Als Max nicht gleich antwortete, beschloss ich, die Sache abzukürzen.

»Hast du schon irgendwelche Fotos von Nesrin gepostet ?«

»Nein!«

»Schön für dich! Dann ist es ganz einfach. Ein klassisches Patt, falls du weißt, was das ist: Wir lassen uns gegenseitig in Ruhe und alles ist bestens. Keine Fotos von Nesrin, keine Fotos von dir. Ich rate dir, deine Bilder zu löschen. Wenn sie irgendwo auftauchen, egal, ob du schuld bist oder nicht, ist klar, was geschieht. Aber das muss ja nicht sein. Ich hab’ kein Interesse daran, dich reinzureiten. Wenn du vernünftig bist, passiert überhaupt nichts! Also, was ist: Deal or no deal?«

Als er nickte, winkte ich Nesrin zu mir und die anderen machten ihr bereitwillig Platz. Ohne uns umzudrehen, gingen wir nebeneinander den Gang hinunter und beeilten uns, aus dem Gebäude herauszukommen. Ich schwitzte aus jeder Pore meines Körpers und war plötzlich so verlegen, dass ich mich kaum traute, ihr in die Augen zu sehen. Nesrin war blass, starrte auf den Kiesweg, und ohne ein Wort miteinander zu wechseln, gingen wir zu den Fahrradständern. Ich zog mein Bike heraus, schloss es auf und zwang mich, sie anzusehen.

»Danke«, sagte sie, ohne zu lächeln.

»Schon okay.«

»War das alles wahr? Mit den Fotos von Max und Zoé?«

Ich schüttelte bedächtig den Kopf. »Sehe ich aus wie jemand, der einen Klimmzug kann? An einer Klowand ?«

Ihre Augen weiteten sich und dann begann sie zu lächeln. Ein Lächeln, das an dem Boden unter meinen Füßen zerrte.

»Das war ein Bluff?«

»Ja. Ich habe einfach geraten, was wiederum nicht schwer war.

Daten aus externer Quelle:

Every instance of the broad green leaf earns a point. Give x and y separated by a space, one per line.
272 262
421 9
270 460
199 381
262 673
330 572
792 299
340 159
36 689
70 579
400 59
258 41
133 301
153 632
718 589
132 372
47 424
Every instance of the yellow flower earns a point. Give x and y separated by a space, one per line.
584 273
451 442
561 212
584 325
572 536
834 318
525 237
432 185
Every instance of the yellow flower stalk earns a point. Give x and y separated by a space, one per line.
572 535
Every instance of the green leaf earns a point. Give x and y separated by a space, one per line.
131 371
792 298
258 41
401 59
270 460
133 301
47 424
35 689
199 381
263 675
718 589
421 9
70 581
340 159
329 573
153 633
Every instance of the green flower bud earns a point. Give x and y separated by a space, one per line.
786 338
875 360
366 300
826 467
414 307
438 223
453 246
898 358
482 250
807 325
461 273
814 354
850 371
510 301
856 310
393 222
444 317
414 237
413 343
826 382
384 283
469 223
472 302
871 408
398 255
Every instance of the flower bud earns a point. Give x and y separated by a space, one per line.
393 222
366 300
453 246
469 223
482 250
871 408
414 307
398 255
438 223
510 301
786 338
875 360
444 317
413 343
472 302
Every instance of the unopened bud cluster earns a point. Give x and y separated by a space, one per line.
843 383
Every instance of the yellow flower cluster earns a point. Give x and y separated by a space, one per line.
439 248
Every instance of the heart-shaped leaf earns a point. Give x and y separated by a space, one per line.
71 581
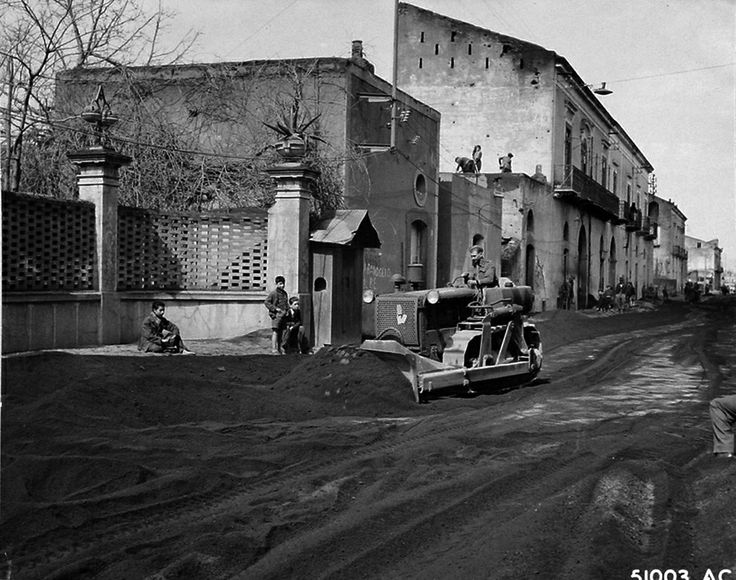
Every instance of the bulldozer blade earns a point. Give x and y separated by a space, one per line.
427 376
410 364
454 377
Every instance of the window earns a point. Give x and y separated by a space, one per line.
417 242
568 146
604 171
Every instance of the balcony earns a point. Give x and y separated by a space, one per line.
573 186
649 228
631 217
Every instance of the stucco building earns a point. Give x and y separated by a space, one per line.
223 107
704 263
578 204
670 254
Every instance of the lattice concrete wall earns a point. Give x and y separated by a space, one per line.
186 251
48 244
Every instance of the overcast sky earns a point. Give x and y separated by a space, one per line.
670 64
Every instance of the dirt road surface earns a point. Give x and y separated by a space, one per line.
237 464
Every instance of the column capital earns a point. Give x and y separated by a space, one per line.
99 156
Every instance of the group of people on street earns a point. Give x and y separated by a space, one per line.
474 163
160 335
287 332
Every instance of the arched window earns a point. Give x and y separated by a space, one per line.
418 243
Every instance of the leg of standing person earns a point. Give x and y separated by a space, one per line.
723 418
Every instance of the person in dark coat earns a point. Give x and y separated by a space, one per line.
277 303
295 339
504 163
723 418
465 165
159 334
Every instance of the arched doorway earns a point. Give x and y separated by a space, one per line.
581 283
612 263
601 271
529 268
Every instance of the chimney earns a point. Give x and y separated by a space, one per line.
357 49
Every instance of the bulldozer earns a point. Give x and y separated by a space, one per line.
457 339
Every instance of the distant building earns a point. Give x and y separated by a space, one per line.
704 263
670 254
577 201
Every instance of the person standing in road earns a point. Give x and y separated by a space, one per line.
464 165
277 303
620 294
484 272
477 155
504 163
723 418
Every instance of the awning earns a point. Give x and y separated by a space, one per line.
348 227
509 248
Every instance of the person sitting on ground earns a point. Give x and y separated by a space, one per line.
277 303
723 418
465 165
294 338
504 163
159 334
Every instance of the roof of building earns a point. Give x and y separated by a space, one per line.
348 227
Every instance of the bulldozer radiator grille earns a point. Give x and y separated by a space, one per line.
398 313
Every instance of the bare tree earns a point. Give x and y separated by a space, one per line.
41 37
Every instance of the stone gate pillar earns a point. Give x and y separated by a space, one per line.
288 226
98 182
288 233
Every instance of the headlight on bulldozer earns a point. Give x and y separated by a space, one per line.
368 296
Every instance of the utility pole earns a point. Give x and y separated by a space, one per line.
394 104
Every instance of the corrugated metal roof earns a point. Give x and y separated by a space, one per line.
348 227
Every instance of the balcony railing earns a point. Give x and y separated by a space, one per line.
649 228
573 186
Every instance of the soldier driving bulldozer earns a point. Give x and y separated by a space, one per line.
484 276
484 272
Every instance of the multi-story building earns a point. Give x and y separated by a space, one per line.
576 203
704 263
223 107
670 254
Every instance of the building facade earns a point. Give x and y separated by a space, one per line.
589 221
670 253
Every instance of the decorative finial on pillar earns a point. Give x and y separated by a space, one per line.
99 113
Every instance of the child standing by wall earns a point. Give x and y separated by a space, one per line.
277 303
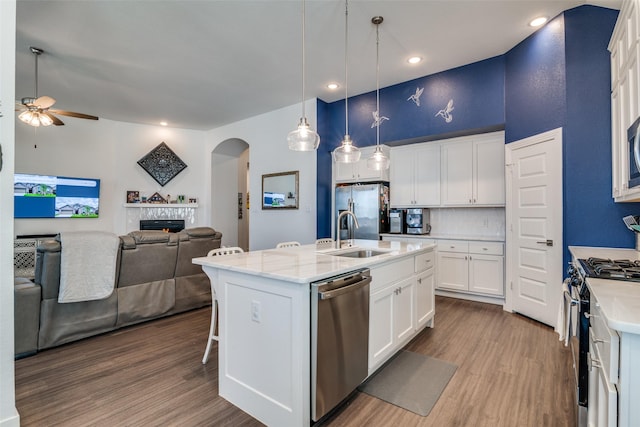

Ich hab’ die beiden in Richtung Damentoilette verschwinden sehen und mir meinen Teil gedacht. Der Rest war improvisiert.«

»Du kannst fantastisch lügen.« Die Anerkennung in ihrer Stimme war unüberhörbar.

»Ich hab’ so meine Momente.«

»Danke, noch mal«, sagte sie und ließ das Lächeln verschwinden. »Wir sehen uns Montag.«

Dann drehte sie sich um und ging einfach davon.

Super!

Das war sie gewesen, meine Chance.

Warum hatte ich sie nicht aufgehalten? Sie auf ein Eis eingeladen oder wenigstens zu einem Spaziergang? Weil ich ein blöder Vollpfosten war, der nicht mal ein bisschen Small Talk hinbekam, um noch ein paar Minuten mit ihr herauszuschinden.

Game over.

Während ich nach Haus radelte, beschimpfte ich mich selbst mit allen Kraftausdrücken, die ich jemals gehört hatte, und das Wochenende verbrachte ich in einer Art Tagtraum, in dem Nesrin und ich nebeneinander an einem Baggersee lagen.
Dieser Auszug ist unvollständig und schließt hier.